Article

An older Option in C for find

Larry Reznick

Why a C Program?

UNIX comes with so many utilities that a lot of work can be done by shell scripts that use those utilities -- and shell scripts can usually be put together faster than C programs. Sometimes, however, when the utility that does exactly what you want simply does not exist, you just have to write a C program.

A client of mine is putting together a system that will receive files from customers transmitted by uucp. These files will come in daily from all over the country and will contain various transaction records that need further processing locally. At least once a day, we want cron to wake up on my client's machine and move the files out of the uucppublic directory into a directory where the additional processing can be done. However, new files can come in literally at any time, including the time that the cron job wants to move the files away. The file currently being transmitted by uucp must not be moved away while it is still being uploaded, but all prior files will qualify.

My first thought was to use the find utility, knowing that it has a bunch of interesting options for qualifying files and then emitting the names of those that qualify.
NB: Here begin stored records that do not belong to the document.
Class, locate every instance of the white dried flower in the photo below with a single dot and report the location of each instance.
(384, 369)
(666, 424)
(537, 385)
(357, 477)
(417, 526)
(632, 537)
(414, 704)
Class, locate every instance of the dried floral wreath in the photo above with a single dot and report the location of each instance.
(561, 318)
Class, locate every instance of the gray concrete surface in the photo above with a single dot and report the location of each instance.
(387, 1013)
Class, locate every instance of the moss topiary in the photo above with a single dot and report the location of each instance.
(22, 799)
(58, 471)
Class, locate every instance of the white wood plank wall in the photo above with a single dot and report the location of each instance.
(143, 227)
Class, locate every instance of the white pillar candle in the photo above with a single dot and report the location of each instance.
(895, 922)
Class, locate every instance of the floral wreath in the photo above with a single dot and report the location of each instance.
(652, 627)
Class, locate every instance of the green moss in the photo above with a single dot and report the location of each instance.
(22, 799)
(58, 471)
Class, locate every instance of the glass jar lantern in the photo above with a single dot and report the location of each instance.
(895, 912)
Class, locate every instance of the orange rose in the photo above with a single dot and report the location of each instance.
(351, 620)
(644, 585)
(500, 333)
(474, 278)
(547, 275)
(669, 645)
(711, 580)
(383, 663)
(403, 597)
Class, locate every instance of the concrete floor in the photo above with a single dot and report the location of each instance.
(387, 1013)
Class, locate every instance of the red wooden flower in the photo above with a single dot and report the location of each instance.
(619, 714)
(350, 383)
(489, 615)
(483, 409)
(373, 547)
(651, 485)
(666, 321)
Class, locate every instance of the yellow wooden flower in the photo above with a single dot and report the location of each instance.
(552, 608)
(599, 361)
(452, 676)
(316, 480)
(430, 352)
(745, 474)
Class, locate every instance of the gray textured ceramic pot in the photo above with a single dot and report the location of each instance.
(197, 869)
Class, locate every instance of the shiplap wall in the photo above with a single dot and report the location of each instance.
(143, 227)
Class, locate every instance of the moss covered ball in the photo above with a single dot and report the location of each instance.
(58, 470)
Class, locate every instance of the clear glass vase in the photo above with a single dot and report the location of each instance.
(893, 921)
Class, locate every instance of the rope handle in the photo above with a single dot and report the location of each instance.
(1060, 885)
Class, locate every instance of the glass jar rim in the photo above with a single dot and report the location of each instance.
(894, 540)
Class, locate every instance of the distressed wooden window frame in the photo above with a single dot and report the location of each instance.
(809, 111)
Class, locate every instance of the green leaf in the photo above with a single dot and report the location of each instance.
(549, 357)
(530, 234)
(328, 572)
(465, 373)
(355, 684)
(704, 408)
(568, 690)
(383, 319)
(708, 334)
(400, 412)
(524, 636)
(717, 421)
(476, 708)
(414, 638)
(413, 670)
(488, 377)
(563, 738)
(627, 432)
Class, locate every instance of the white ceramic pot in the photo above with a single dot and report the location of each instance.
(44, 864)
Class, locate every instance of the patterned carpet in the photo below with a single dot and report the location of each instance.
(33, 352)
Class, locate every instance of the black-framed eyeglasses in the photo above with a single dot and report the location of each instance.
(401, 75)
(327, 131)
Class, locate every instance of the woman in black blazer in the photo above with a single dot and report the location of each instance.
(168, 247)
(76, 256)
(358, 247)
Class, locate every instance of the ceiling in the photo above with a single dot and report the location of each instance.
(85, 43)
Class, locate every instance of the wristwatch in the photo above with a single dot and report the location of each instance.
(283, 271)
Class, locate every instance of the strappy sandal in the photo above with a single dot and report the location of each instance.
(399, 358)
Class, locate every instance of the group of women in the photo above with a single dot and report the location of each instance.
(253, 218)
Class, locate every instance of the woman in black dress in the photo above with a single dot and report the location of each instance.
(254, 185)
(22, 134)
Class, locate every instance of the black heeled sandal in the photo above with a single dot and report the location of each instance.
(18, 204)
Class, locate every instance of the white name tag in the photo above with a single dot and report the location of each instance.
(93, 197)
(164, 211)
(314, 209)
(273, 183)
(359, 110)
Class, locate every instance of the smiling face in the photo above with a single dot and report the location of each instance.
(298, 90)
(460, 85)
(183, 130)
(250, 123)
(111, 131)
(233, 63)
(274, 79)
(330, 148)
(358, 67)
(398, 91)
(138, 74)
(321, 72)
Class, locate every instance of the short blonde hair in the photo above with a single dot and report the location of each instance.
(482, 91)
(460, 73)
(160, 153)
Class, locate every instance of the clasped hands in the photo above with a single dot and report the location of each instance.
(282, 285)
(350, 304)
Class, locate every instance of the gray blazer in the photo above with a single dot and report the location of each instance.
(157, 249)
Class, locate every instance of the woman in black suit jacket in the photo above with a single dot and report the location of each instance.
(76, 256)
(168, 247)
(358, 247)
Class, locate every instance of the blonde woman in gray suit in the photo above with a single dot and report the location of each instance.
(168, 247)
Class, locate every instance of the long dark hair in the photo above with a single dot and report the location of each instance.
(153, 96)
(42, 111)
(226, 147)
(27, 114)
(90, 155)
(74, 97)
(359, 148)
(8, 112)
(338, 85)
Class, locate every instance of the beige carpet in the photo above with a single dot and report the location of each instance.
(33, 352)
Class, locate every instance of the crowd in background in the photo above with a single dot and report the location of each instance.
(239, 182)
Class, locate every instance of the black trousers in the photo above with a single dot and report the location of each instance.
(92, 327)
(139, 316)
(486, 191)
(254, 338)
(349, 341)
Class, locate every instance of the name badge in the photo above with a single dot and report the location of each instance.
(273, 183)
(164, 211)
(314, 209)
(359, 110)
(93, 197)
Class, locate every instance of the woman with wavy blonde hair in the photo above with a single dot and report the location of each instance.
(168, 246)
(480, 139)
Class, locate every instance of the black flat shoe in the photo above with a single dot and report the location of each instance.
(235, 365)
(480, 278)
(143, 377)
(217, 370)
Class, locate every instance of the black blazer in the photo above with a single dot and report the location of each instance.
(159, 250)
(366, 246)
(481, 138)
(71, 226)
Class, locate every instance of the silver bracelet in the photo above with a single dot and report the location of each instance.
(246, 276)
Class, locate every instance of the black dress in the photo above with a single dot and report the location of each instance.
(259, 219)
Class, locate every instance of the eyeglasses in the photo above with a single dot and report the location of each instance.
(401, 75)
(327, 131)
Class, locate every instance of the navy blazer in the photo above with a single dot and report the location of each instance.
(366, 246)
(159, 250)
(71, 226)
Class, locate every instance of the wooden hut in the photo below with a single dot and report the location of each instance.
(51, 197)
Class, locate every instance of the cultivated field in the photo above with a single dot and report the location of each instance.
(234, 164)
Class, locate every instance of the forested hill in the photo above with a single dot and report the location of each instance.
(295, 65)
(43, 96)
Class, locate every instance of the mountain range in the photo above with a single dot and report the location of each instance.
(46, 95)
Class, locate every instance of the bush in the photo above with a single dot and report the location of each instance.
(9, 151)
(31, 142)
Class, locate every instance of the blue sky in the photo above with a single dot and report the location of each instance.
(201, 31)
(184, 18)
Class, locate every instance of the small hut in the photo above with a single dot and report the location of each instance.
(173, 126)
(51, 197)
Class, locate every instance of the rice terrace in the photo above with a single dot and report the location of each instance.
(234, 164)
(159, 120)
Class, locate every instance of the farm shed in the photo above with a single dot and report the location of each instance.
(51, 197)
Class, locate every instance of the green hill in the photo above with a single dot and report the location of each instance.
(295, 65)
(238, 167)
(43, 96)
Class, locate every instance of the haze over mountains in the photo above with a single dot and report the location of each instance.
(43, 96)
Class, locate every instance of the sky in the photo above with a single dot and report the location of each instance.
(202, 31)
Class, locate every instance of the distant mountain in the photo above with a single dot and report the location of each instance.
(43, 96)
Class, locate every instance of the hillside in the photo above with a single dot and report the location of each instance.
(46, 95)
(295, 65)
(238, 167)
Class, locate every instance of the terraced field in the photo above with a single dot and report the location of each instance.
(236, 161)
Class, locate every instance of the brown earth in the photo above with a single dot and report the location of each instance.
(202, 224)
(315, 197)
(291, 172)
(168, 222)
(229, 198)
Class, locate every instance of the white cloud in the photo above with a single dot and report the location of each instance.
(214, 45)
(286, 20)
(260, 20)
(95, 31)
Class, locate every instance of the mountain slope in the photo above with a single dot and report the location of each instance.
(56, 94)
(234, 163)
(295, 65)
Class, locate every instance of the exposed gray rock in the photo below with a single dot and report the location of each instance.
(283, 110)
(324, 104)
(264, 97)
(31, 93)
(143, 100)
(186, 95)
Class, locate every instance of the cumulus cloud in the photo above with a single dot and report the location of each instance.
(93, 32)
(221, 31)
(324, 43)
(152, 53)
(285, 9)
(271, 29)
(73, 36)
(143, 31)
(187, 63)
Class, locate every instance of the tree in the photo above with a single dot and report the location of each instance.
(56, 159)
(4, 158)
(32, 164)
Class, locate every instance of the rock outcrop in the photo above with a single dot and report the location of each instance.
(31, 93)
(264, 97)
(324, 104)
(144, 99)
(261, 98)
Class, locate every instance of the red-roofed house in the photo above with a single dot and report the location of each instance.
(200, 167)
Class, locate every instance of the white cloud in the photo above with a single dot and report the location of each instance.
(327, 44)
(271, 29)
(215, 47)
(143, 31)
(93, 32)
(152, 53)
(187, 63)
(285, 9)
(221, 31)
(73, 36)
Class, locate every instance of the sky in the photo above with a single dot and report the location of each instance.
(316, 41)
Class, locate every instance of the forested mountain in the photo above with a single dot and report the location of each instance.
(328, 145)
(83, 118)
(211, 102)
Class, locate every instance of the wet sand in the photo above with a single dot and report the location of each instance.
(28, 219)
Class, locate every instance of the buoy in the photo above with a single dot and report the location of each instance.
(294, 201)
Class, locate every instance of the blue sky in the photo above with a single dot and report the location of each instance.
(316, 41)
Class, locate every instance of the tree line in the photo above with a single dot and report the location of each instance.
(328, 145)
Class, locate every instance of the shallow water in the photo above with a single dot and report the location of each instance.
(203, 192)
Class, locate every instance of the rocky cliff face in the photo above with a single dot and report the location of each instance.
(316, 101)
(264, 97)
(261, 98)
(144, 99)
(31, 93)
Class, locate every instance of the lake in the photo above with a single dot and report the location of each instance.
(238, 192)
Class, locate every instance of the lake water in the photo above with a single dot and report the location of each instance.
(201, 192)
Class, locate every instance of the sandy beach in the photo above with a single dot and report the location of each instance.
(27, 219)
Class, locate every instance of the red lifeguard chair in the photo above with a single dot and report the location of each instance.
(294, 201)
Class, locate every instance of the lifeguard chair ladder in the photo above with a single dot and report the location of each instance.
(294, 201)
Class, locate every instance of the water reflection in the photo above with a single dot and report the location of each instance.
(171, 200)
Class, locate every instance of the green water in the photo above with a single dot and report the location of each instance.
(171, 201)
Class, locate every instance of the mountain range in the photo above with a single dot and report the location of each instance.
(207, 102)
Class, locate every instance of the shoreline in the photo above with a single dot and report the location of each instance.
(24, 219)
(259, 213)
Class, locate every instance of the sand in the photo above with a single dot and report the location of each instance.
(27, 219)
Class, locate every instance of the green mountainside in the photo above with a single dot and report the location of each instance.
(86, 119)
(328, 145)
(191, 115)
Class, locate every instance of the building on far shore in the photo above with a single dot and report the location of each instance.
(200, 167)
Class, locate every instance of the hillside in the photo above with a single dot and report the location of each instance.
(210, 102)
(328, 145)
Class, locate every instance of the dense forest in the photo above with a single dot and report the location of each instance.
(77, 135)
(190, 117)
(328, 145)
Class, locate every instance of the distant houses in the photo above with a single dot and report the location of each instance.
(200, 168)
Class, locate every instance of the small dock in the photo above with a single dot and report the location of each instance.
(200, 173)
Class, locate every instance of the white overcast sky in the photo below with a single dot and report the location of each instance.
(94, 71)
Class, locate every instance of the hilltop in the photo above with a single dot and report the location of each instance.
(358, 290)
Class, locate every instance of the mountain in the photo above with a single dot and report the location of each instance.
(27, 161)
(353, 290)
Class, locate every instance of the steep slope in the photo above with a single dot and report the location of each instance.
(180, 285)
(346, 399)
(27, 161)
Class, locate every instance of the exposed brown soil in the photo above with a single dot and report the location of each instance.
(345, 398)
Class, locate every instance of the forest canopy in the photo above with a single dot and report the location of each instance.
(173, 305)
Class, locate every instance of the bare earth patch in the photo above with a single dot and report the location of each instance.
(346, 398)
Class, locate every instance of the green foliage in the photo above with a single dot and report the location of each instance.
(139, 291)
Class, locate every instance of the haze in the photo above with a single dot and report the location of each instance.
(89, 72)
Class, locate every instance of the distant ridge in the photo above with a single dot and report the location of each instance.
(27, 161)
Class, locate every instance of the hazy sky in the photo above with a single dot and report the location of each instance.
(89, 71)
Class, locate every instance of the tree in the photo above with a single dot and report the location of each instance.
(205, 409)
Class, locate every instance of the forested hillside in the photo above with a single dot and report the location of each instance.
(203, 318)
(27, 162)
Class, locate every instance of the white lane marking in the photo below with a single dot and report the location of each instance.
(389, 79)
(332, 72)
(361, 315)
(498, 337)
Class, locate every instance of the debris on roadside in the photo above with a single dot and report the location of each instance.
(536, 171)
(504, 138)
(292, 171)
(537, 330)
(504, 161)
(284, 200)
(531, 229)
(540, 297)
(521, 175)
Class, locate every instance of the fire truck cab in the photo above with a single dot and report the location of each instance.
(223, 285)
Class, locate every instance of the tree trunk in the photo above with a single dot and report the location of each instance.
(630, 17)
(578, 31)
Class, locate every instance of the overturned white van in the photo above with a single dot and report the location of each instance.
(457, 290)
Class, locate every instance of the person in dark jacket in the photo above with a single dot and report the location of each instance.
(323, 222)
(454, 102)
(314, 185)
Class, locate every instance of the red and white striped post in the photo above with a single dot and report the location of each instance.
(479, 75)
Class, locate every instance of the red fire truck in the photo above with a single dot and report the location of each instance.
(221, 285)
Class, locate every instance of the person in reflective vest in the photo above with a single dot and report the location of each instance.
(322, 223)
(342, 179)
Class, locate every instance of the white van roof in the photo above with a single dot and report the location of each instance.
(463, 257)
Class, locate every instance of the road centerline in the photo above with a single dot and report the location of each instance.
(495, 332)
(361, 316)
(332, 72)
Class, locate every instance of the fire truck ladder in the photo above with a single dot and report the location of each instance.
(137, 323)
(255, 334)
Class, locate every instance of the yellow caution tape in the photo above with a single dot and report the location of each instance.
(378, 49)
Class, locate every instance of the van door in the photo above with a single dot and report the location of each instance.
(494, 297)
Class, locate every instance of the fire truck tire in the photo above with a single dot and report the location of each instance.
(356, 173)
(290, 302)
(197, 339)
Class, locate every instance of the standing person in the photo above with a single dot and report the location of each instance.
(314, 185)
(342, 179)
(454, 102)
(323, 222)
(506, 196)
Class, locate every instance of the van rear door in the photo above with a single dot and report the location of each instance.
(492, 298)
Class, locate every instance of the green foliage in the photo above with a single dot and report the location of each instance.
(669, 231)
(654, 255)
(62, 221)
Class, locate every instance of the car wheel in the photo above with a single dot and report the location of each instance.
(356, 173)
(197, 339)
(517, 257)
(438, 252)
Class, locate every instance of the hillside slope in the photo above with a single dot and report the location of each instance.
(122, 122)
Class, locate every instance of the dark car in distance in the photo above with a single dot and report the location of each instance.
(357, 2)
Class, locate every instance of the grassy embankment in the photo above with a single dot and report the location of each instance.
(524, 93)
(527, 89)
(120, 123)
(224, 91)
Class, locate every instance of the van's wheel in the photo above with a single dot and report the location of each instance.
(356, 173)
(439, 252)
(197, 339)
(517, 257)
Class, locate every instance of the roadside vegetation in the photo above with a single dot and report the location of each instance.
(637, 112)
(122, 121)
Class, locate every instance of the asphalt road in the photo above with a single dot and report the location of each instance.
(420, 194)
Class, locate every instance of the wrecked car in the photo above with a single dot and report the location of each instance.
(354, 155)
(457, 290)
None of the timestamp comparisons (such as -atime) works with arguments of minutes, only days. find has a -newer option that allows a specific file's timestamp to be the base time, so that all files newer than that time will qualify. What we really needed was an -older option, since we didn't want to take the file being uploaded currently, but did want all files prior to that one. Using ! -newer might do the trick if I could touch a file with the appropriate timestamp. However, find has no -older option that would work with a specific amount of time in minutes, so I decided to write one.

I wanted this program to act as if I had given a find command that had this unsupported syntax:

find dirname -older
num_minutes -print

where dirname was the name of the directory containing files I cared about, and num_minutes was a number, not a filename. If any file in that directory was older than the specified minutes, the pathname for that file would be printed out. Since most of the customer files would take only a couple of minutes maximum to transmit at 2,400 bps, and a few might take as long as 5 to 10 minutes, files older than 15 minutes would qualify. Anything more recent than that would be picked up next time around.

How older.c Works

older.c, shown in Listing 1, meets these requirements. To make it more generally useful, the program accepts a number of minutes and a set of directories on the command line. While this particular application would work with a 15-minute timeframe and only with a specific directory, I was sure we would find other uses that would have different requirements. If no time is given, the program defaults to 15 minutes, and if no directories are named, it defaults to the current directory.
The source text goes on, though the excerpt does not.